Following expert medical advice the temporary hospitals, which lack the resources to respond to the potentially complex needs of those with severe Covid symptoms, will be exclusively treating non-Covid patients currently rehabilitating from illnesses and surgeries. The mayor also called for the vaccine to be distributed with greater urgency, suggesting that it could be dispensed 24 hours a day.
A spokesman for the Archbishop of Westminster, Cardinal Vincent Nichols, told The Tablet today: “Our responsibility is to follow public health guidance, as set by central government, and make places of worship as safe as possible. This we have done, following the strict guidelines on the wearing of face masks, social distancing and consistent cleaning, and the latest judgment of central government is that our churches are safe. Furthermore, the government recognises that the regular practice of faith in God is a well-established source of personal resilience and dedicated service to those in need.

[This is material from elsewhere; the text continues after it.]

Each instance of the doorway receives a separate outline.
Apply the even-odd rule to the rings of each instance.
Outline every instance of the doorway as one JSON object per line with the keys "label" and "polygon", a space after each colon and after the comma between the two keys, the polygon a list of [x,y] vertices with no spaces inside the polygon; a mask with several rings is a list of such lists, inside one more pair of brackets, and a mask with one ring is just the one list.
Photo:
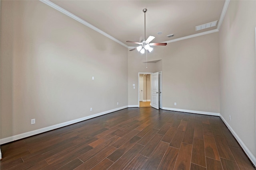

“There is no evidence that Churches are places where infection is spreading. We will continue to abide by the public health guidance and work with government to ensure the continued safety of all who come to our churches for prayer and public worship.”
Bishop John Sherrington of the Westminster archdiocese defended the decision to keep churches open. He said: “We are aware that questions are being asked as to why churches remain open during this national lockdown. We are also aware that many local authorities are calling for places of worship to close. We wish to respond to these concerns.
“Churches are allowed to open for prayer and communal worship at this time according to the provision of the most recent national legislation and Government guidance. This decision is based on two factors: the recognition that our churches are safe, and that the service they offer is essential.”
He said the safety of our churches had been affirmed by Public Health England.
“Our churches are making a significant contribution to the personal resilience and inner strength of people which is much needed at this time. Many are hubs from which essential support is offered especially to those most in need, extending well beyond the faith communities which use them. This includes the regular provision of food; the care of the homeless; and being a place of peace and reflection (which is safe) for many whose living conditions are very limited. This will become more appreciated as the programme of vaccination increases. The vital link between prayer and action is important to maintain this service.
“At this phase of the pandemic, which is causing alarm and fear, our churches will exercise their role with increased diligence to ensure continuing safety and service.”